The process of teaching a machine to carry out a learned function is incredibly resource-intensive in the early stages, as it deals with raw data and develops a rules-based system to respond to that data. Google famously fed its system YouTube thumbnails, whereupon the neural network began hunting for cats in the inputs. The pattern recognition feature that such a system would learn here could eventually be boiled down to a set of code small enough to run on a smartphone, to form part of an application, but the smartphone has nowhere near enough resources to learn that behavior in the first place – hence the need for powerful machines and clouds.
IBM views Tensorflow as a way to sell more of its server capacity to businesses looking to use Tensorflow in their applications. Offering it alongside rival machine-learning frameworks like Caffe, Theano, Torch, and Nvidia’s cuDNN, IBM is hoping to lure businesses into its PowerAI platform service offerings, on the back of its wide-ranging support for machine-learning – either as a cloud offering, or as a server appliance to be installed on-premises.
In terms of the hardware that powers that PowerAI platform, it comes as no surprise that IBM’s Power processor architecture is prominent. With its Power8 CPUs, Big Blue is staving off Intel’s AI ambitions, and embracing another company that is giving Intel nightmares – Nvidia.
In the data center, Intel still enjoys an absolutely dominant market share. In terms of general-purpose server chips, its Xeons have completely cornered the market. However, the looming threat of ARM chips emerging, combined with the rise of GPU-based workloads stealing market share from Intel’s CPU platforms, has led Intel to attempt to use the IoT as a strong portfolio diversification opportunity.
With Nvidia specifically, Intel is worried that Nvidia’s GPU accelerator cards could damage the growth of its enterprise CPU business – if software allows for tasks to be run more efficiently on something like a dual-socket Intel server running a handful of Nvidia accelerators, instead of requiring handfuls of CPUs across multiple racks.
In traditional workloads, the software favors the CPU architecture, but in emerging applications like machine-learning and AI, GPUs are currently the darlings of the software developers behind projects like Tensorflow. Nvidia leads this market, and shows no real signs of slowing down in that regard, and this worries Intel immensely.

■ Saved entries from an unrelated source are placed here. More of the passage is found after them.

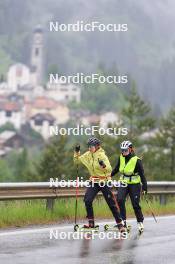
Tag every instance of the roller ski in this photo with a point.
(140, 228)
(86, 228)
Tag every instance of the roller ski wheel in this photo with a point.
(76, 227)
(128, 228)
(140, 228)
(106, 227)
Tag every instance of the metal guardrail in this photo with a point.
(43, 190)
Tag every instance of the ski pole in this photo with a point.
(150, 209)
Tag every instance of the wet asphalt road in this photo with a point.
(33, 245)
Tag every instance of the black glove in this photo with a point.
(77, 148)
(101, 163)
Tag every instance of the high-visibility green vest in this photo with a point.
(127, 170)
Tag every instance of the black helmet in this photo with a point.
(93, 142)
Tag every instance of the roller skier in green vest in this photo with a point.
(132, 174)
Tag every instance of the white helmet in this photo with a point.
(125, 145)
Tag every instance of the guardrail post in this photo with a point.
(50, 204)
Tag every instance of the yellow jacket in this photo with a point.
(91, 161)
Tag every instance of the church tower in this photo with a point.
(37, 57)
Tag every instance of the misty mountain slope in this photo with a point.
(146, 51)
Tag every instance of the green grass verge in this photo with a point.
(23, 213)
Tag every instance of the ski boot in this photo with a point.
(121, 229)
(140, 227)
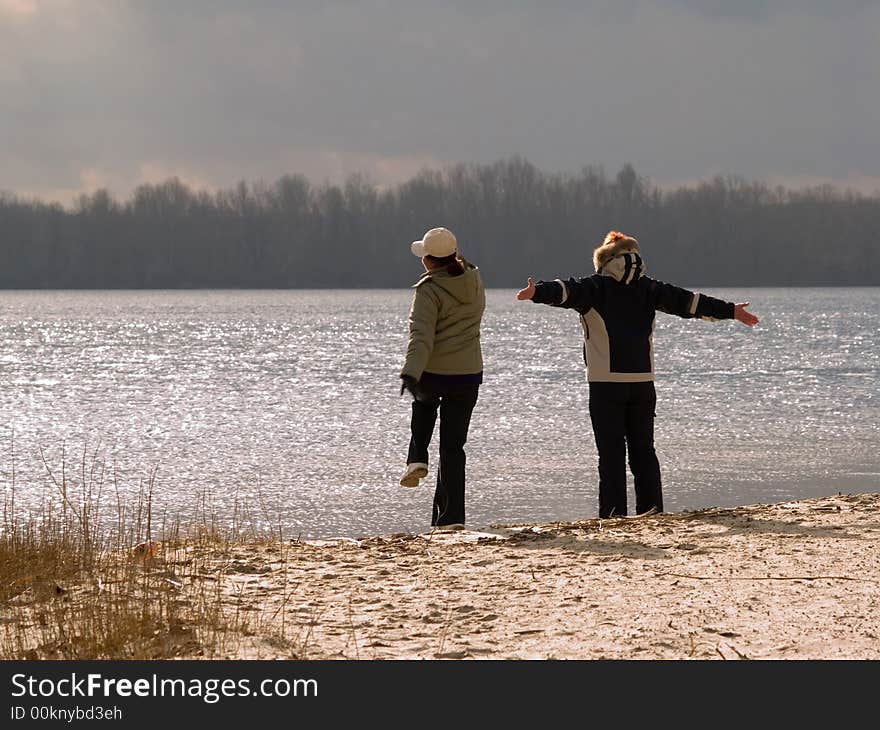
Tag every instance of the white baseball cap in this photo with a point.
(437, 242)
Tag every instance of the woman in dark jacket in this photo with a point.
(616, 307)
(443, 369)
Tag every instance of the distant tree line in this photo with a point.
(511, 218)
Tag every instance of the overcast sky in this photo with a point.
(112, 94)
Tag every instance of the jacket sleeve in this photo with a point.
(684, 303)
(422, 327)
(579, 294)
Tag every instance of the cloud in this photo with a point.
(224, 90)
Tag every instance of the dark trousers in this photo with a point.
(455, 403)
(623, 421)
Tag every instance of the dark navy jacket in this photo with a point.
(617, 310)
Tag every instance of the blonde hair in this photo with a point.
(615, 243)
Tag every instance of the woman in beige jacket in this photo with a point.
(443, 369)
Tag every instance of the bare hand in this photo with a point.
(741, 315)
(528, 292)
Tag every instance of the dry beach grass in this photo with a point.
(796, 580)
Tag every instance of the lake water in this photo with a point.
(289, 400)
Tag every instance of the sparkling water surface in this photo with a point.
(287, 402)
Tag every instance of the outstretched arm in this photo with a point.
(577, 294)
(528, 292)
(741, 315)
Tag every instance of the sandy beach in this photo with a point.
(797, 580)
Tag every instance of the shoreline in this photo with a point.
(791, 580)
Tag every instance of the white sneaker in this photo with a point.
(413, 473)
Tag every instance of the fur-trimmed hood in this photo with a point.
(618, 257)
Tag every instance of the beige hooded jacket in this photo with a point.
(444, 324)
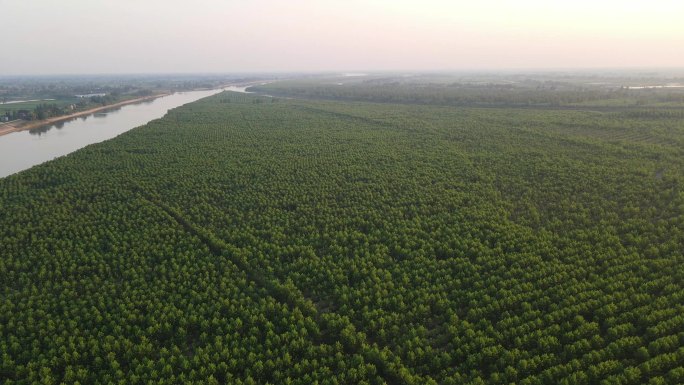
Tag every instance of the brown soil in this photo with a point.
(8, 128)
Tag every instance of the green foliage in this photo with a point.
(236, 241)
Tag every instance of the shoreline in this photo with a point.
(8, 128)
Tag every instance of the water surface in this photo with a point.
(24, 149)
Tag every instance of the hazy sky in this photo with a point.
(139, 36)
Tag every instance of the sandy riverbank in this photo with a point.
(11, 127)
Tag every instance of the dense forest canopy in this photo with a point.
(248, 239)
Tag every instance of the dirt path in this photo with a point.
(11, 127)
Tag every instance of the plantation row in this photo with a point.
(302, 241)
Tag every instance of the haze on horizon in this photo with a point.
(172, 36)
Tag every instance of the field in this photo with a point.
(245, 239)
(31, 105)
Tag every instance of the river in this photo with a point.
(25, 149)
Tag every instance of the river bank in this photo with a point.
(11, 127)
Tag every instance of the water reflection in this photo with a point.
(24, 149)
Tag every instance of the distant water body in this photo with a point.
(25, 149)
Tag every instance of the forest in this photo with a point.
(377, 238)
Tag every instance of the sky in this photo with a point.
(228, 36)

So IBM’s PowerAI model completely removes Intel from this kind of niche but lucrative market, thanks to IBM supplying the CPUs, and Nvidia providing the currently favored GPU horsepower. With its current mainstay, the Tesla P100 accelerator card, featuring heavily in PowerAI, Nvidia looks to be integral to IBMs plans here – although Nvidia-rival AMD has similar products that could gain traction here..

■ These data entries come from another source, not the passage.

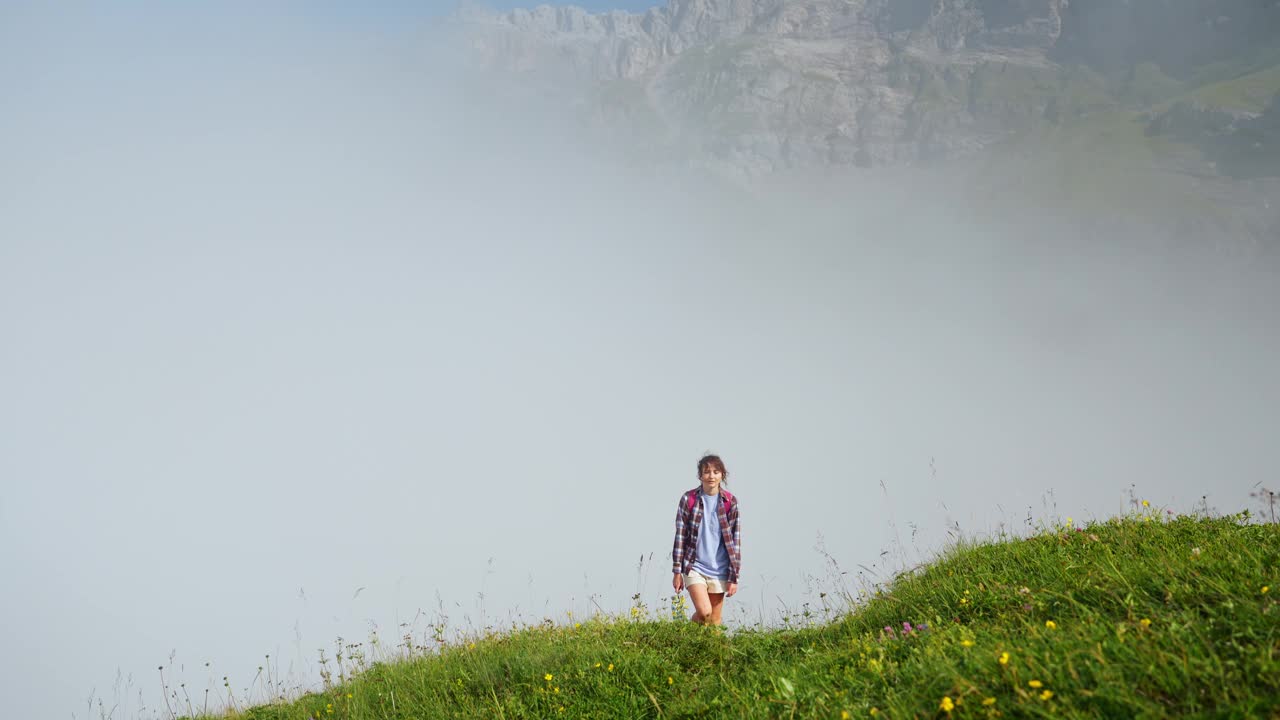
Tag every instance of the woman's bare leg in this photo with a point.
(717, 601)
(702, 604)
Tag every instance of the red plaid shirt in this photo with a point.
(689, 520)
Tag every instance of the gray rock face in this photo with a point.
(766, 85)
(753, 89)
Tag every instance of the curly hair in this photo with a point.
(714, 461)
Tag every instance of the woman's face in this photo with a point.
(712, 478)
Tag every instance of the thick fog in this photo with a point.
(307, 335)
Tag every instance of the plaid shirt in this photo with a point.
(688, 522)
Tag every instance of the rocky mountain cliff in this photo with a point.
(1183, 90)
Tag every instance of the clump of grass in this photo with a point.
(1144, 615)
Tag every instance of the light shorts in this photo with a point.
(713, 584)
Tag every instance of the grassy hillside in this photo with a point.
(1147, 615)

However, IBM is always exposed to other cloud computing providers, such as Amazon and Microsoft, who can provide access to GPU compute resources via general purpose cloud servers. IBM is hoping that its dedicated platform will entice those with bleeding-edge performance requirements, but a price war between cloud resources and dedicated iron appliances would prove interesting for observers.

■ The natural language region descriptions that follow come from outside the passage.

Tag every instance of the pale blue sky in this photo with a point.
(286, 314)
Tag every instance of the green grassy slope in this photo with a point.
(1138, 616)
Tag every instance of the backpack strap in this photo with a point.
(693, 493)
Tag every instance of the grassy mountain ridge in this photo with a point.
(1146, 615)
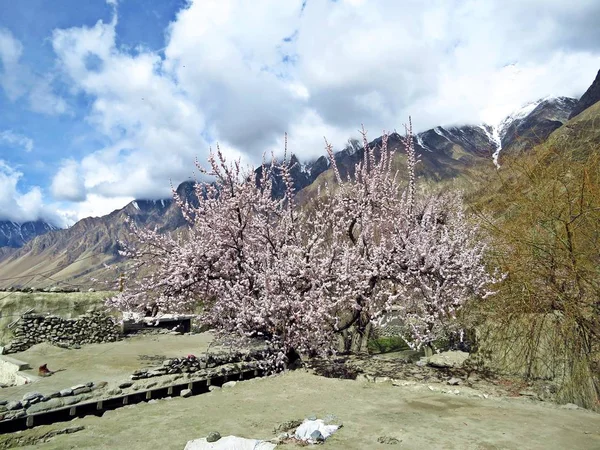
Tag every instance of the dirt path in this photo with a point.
(110, 362)
(418, 417)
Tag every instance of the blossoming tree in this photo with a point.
(297, 276)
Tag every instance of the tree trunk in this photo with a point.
(428, 350)
(359, 339)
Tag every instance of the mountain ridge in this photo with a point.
(89, 248)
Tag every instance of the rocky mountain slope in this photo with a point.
(589, 98)
(15, 235)
(89, 250)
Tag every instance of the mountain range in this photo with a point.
(38, 254)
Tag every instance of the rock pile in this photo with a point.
(92, 327)
(229, 362)
(35, 402)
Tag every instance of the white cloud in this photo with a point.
(16, 140)
(243, 73)
(68, 184)
(93, 206)
(19, 206)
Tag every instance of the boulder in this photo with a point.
(448, 360)
(53, 403)
(186, 393)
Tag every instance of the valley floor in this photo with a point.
(418, 417)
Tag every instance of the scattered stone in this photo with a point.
(213, 436)
(186, 393)
(32, 397)
(82, 390)
(529, 394)
(100, 385)
(317, 436)
(66, 392)
(11, 406)
(53, 403)
(569, 406)
(382, 379)
(448, 360)
(287, 426)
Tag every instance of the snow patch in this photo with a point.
(494, 137)
(440, 131)
(421, 143)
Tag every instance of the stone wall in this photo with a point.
(89, 328)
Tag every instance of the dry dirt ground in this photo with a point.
(418, 417)
(111, 362)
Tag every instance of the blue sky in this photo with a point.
(104, 101)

The Tensor Processing Unit, or TPU, is an application-specific integrated circuit (ASIC) that has been designed specifically for Tensorflow. Google used the TPUs in its AlphaGo competition, but also uses them in its day-to-day operations – processing around 100m photos per day per TPU, and augmenting search results. A blog from Norm Jouppi, a Google Distinguished Hardware Engineer, can be found here, and elaborates on the uses of the TPU. Should Google choose to push the TPU as a product, it would prove rather disruptive to the likes of IBM and Nvidia.